Hallo selma321
Ja, ich musste schon 2021 und nun 2026 wieder ähnliche Erfahrungen machen:
Weil das CICO auf der BLS App nicht funktionierte, habe ich am 27.11.2021 wenige Minuten nach Zugabfahrt ein BLS-Retourbillet gelöst, das die SBB-Kontrolleurin zunächst akzeptiert hatte. Nach wenigen Minuten war Sie jedoch zurückgekommen und hatte mir für Mitreisende gut hörbar Betrugsabsicht unterstellt und mir eine Busse ausgestellt, deren Annahme ich verweigert hatte.
Da die Busse an eine nicht mehr gültige Adresse versandt wurde, habe ich davon nichts mehr erfahren.
Bis ich nun am 11.03. 2026, d.h. über 5 Jahre später bei einer Kontrolle keine Bestätigung meines am Vortag gekauften Spartagesbillets vorweisen konnte - weil trotz Anzeige eines QR-Codes offensichtlich kein Kauf zustandegekommen war, da ich auch weder in meinem Postfach noch dem Bankkonto eine Abbuchung nachweisen konnte.
Dieser Vorgang aktivierte wohl die seit 2021 offene Forderung, die die SBB nun betreiben will, sofern ich nicht deren unfairen Rechtsvorschlag in Höhe von 232.76 CHF akzeptiere. Obwohl das seinerzeit gelöste BLS-Retourbillet laut Aufdruck ab 27.11.2021 00:00 Uhr gültig war und ich mit dessen Kauf genau das gemacht hatte, wozu ich als Kunde verpflichtet bin: Mir auf einem erreichbaren anderen Kanal ein gültiges Billet zu kaufen.

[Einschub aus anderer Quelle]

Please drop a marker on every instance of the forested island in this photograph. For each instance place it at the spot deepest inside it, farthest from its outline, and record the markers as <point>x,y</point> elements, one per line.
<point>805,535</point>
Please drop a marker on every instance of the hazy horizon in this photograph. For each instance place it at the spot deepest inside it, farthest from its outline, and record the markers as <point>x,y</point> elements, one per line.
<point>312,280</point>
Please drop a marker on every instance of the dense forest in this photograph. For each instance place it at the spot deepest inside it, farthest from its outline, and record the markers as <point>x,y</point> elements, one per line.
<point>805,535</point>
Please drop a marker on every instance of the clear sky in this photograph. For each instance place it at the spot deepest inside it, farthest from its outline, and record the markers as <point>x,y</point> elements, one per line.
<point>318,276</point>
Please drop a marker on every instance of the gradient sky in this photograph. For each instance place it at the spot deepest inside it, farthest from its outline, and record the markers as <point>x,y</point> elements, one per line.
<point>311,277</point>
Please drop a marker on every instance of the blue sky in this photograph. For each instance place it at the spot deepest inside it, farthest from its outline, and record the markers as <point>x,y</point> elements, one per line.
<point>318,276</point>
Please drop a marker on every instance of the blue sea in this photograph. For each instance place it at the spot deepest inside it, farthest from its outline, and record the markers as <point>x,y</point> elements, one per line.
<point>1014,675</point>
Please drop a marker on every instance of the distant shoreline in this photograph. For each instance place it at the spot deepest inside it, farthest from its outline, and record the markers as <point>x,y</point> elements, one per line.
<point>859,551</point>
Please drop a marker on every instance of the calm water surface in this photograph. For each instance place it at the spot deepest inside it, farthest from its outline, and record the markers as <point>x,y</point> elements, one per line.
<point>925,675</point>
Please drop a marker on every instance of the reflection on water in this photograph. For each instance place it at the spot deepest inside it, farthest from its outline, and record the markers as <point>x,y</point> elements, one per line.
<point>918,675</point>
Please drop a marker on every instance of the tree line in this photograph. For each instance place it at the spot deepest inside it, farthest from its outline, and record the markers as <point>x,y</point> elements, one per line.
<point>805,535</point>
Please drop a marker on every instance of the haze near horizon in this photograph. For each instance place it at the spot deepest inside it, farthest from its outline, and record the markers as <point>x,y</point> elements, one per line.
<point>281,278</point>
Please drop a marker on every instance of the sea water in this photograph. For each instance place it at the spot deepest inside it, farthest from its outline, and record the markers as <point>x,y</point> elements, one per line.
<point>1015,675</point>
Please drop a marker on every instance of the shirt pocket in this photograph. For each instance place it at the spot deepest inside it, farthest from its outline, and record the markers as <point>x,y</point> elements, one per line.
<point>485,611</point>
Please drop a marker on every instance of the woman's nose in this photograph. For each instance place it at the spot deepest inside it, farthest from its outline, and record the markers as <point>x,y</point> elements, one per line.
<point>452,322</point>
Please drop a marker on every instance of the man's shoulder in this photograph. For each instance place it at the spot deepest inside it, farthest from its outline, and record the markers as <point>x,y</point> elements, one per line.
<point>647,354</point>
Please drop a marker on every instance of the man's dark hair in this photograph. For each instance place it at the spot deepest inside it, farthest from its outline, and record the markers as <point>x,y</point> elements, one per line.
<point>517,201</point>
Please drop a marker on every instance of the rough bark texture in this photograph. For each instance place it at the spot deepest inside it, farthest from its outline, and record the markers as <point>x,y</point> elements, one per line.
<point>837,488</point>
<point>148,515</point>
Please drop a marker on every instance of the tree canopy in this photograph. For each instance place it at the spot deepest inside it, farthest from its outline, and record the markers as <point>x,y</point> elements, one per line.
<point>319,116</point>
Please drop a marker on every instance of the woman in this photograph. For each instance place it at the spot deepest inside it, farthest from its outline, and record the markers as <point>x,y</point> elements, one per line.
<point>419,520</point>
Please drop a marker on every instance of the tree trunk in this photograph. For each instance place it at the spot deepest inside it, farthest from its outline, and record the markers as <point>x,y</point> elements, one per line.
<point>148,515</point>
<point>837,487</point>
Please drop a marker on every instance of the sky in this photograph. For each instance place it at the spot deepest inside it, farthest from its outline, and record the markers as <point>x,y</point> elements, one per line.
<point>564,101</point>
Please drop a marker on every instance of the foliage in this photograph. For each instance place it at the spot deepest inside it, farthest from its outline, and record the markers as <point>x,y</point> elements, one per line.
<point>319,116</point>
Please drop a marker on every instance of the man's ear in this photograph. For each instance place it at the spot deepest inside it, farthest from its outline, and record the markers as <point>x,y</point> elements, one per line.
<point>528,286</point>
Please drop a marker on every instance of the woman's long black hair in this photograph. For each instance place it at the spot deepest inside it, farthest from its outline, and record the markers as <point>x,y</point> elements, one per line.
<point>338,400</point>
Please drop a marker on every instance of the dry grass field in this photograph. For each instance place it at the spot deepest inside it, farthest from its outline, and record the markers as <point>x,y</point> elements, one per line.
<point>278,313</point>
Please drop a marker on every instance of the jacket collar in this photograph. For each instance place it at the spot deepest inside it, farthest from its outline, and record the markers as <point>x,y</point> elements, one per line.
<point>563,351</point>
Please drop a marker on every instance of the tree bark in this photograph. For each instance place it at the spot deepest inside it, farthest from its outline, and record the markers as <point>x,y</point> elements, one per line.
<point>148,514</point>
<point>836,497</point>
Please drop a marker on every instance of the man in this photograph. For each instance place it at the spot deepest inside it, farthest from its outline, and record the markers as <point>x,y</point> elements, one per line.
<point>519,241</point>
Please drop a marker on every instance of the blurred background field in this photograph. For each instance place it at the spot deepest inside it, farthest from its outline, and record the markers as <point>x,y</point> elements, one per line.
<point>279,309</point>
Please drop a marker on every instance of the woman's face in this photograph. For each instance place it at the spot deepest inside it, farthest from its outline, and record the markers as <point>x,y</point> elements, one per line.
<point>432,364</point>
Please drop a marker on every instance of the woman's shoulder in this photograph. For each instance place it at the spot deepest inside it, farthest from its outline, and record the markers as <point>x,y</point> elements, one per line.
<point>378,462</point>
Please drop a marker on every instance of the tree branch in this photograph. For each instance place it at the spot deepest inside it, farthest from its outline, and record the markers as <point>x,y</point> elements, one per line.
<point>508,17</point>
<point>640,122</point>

Leider zucken sowohl Ombudsstelle wie auch die “Durchsetzungsstelle für Passagierrechte” bei derart offensichtlich von ÖV-Unternehmen verursachten technischen Problemen beim Billetkauf bisher ihre Schultern und machen uns Kund*en zu Melkkühen für die ÖV-Unternehmen, die wir als Steuerzahlende ohnehin jährlich mit Mia. CHF-Beträgen alimentieren.
Wenn innert 5 Jahren schon 1 von 7 Mio. SwissPass-Kund*en wg “Schwarzfahren” gebüsst wurden und davon jede/r Zweite bereits mindestens dreimal, dann verstehe ich nicht, warum das Bundesamt und die kantonalen Ämter für Verkehr als Besteller von Verkehrsleistungen nicht endlich für fairere Bussenpraxis sorgen - im Rahmen von Subventionsverträgen ist dies problemlos möglich.
Angesichts der seit Jahren skandalösen Situation überlege ich, ob ich meine Beitreibung zum Prozess eskalieren soll - Darf ich hierfür Ihren Bericht verwenden?
Denn für mich ist klar: Nur wenn ich vor Gericht nachweisen kann, dass Alliance SwissPass-Mitglieder App-Nutzende gegenüber Automaten-Nutzenden systematisch ungleich behandeln, gibt es Chancen, diese unfaire Praxis per Gerichtsentscheid zu kippen…
Da ich spätestens am 26.06.2026 auf den unfairen SBB-Rechtsvorschlag eintreten kann, bitte ich alle, die diese unfaire Praxis ebenfalls schon erlebt haben, um entsprechende Berichte mit Datum und ggf. Belegen an mich samt Einverständnis, dass ich diese ggf. für meinen Rechtsstreit verwenden darf.
Für diese Mühen danke ich allen, die mich unterstützen im Voraus.